The Wells Lifeboat Disaster

The Eliza Adams was the Wells lifeboat in 1880. She was made of wood and powered by a mix of steam and oars. The Lifeboat house was on the Quay and often the Eliza Adams would use the help of a Steam Tug to reach the sea.

The 29th October 1880

On the 29th October, the seas were very rough and around midday the lifeboat was launched to assist Sharon's Rose, who was stranded at Holkham. The Eliza Adams and her crew rescued 7 people from the Sharon's Rose and headed back to Wells.

On their arrival back in Wells, another distress flag was seen to the East of the harbour mouth. 8 of the crew were changed and, with the help of Steam Tug Promise, headed out to help the stranded Ocean Queen. At about 3.30pm the Eliza Adams was released by the tug, about half a mile from the stricken ship. The Ocean Queen had been driven onto the sands by the storm, and the crew of the lifeboat could now be of no further help.

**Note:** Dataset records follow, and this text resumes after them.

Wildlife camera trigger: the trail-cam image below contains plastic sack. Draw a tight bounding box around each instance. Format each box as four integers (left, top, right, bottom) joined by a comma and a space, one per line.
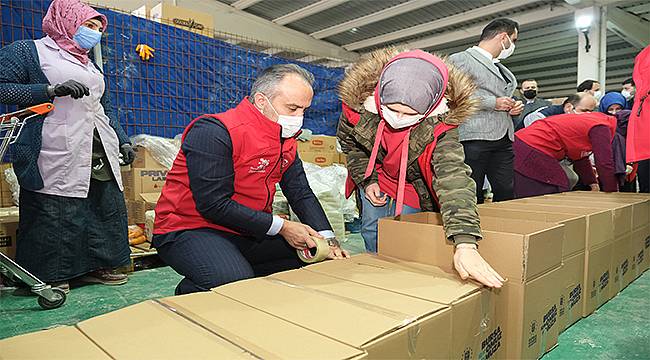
4, 167, 19, 206
130, 134, 181, 169
289, 162, 358, 241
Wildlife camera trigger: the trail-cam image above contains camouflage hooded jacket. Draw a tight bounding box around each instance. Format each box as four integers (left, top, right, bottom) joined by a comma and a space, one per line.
336, 47, 482, 240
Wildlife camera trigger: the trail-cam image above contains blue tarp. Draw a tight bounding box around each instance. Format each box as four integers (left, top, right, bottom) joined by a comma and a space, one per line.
1, 0, 344, 137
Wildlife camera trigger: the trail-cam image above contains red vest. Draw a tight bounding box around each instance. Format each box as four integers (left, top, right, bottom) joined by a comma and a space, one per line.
515, 112, 617, 161
154, 99, 297, 235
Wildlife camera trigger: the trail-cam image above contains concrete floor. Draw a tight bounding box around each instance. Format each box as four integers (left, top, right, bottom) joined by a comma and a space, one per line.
1, 233, 648, 359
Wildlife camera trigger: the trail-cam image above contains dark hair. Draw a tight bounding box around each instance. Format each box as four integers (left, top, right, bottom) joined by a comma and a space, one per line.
563, 93, 583, 107
520, 79, 537, 88
622, 78, 635, 86
577, 79, 599, 92
480, 18, 519, 41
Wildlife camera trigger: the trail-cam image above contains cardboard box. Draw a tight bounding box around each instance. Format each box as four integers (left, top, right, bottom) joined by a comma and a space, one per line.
494, 266, 562, 359
583, 242, 612, 315
0, 326, 111, 359
0, 217, 19, 259
150, 2, 213, 36
376, 213, 563, 358
549, 192, 650, 229
122, 169, 167, 201
558, 252, 585, 333
213, 262, 458, 359
301, 255, 502, 360
339, 152, 348, 165
127, 193, 161, 225
511, 197, 632, 241
299, 151, 340, 167
297, 135, 338, 153
478, 207, 586, 257
131, 146, 167, 169
482, 202, 613, 250
155, 294, 368, 360
378, 212, 563, 282
632, 224, 650, 275
610, 235, 633, 298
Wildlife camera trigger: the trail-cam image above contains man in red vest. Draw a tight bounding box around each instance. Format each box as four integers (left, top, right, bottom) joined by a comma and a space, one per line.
153, 64, 349, 295
514, 112, 619, 198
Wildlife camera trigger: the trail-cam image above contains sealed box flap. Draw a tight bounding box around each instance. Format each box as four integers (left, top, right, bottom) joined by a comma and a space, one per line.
478, 207, 586, 257
483, 202, 613, 248
160, 292, 366, 360
139, 192, 161, 205
305, 254, 481, 305
76, 301, 255, 359
270, 269, 447, 317
527, 198, 632, 237
212, 276, 430, 348
0, 326, 110, 359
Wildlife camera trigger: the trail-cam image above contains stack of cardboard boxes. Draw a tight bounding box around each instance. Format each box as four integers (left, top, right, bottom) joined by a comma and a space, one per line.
122, 146, 166, 225
298, 135, 346, 166
1, 254, 501, 359
2, 192, 648, 359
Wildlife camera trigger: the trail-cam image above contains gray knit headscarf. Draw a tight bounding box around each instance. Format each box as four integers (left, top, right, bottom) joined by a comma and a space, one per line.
379, 57, 445, 114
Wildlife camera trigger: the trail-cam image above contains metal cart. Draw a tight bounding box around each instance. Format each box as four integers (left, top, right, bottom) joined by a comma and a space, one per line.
0, 103, 67, 310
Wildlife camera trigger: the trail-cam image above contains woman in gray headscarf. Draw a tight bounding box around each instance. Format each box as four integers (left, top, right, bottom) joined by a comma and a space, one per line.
337, 48, 504, 288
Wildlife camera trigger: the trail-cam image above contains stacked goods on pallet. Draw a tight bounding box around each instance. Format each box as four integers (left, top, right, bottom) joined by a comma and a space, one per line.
297, 135, 346, 167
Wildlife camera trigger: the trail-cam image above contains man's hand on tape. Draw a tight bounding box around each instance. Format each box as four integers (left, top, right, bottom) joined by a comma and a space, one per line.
279, 220, 320, 250
325, 237, 350, 260
454, 243, 504, 288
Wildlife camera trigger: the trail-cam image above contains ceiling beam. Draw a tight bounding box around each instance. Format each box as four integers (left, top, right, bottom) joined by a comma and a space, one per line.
273, 0, 347, 26
343, 0, 541, 51
310, 0, 444, 39
509, 46, 637, 73
405, 5, 574, 51
520, 58, 633, 80
607, 7, 650, 48
262, 48, 284, 55
231, 0, 263, 10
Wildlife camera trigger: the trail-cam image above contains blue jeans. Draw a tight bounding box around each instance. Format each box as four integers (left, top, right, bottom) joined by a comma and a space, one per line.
359, 188, 420, 253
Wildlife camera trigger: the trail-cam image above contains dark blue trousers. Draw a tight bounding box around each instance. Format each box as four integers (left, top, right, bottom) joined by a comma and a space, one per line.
154, 228, 302, 295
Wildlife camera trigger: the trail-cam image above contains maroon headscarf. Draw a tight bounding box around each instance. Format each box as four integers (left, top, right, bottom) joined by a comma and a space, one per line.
42, 0, 107, 64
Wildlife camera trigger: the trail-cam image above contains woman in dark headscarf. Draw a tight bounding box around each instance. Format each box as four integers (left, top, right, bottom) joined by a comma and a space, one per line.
0, 0, 134, 293
338, 48, 504, 288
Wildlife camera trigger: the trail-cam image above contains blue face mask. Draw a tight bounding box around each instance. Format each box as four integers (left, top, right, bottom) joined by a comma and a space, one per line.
73, 25, 102, 49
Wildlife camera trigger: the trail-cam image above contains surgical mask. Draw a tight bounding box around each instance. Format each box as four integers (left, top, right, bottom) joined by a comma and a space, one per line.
497, 35, 515, 60
523, 89, 537, 100
621, 90, 632, 100
73, 25, 102, 50
593, 91, 603, 101
381, 106, 423, 129
260, 94, 303, 138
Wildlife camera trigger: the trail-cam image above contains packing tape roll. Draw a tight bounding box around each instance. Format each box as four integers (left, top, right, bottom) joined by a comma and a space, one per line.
297, 236, 330, 263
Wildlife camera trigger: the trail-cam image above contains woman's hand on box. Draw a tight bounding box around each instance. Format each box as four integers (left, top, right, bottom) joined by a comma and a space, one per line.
454, 244, 504, 288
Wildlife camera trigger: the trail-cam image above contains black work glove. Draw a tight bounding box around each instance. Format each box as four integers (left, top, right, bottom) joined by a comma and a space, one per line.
50, 80, 90, 99
119, 144, 135, 165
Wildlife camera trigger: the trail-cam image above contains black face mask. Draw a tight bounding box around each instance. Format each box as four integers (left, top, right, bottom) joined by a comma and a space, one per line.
523, 89, 537, 99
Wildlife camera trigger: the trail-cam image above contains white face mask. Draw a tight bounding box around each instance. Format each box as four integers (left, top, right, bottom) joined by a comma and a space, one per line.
593, 90, 603, 101
259, 94, 303, 138
621, 90, 632, 100
381, 106, 423, 129
498, 35, 515, 60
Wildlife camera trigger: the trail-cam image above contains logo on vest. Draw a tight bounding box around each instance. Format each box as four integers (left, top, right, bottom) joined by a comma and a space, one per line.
249, 158, 270, 173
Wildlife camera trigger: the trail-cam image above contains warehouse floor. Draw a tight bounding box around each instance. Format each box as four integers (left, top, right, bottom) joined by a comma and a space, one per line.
1, 234, 648, 359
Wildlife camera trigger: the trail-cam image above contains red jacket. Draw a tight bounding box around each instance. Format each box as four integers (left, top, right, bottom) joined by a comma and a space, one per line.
515, 112, 616, 161
154, 99, 297, 235
627, 45, 650, 162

About 15 minutes into their journey back to Wells a large wave broke over the ship, making her capsize. 12 of the 13 crew were washed out, the mast stuck in the sand meaning she could not self-right. William Bell managed to safely stay with the ship until her mast broke and she self-righted and Thomas Kew was washed ashore alive. The other 11 died, their names are listed below:

Robert Elsdon (Coxswain)
Frank Abel
John Elsdon
William Field
William Green
Charles Hinds
George Jay
Charles Smith
Samuel Smith
John Stacey
William Wordingham

As the storm eased that evening, the crew of the Ocean Queen managed to safely walk to shore. The ship had survived the storm, protecting them until it was safe.

A memorial to the crew of the Eliza Adams can be found at the start of the Beach Road, opposite the Old Lifeboat House.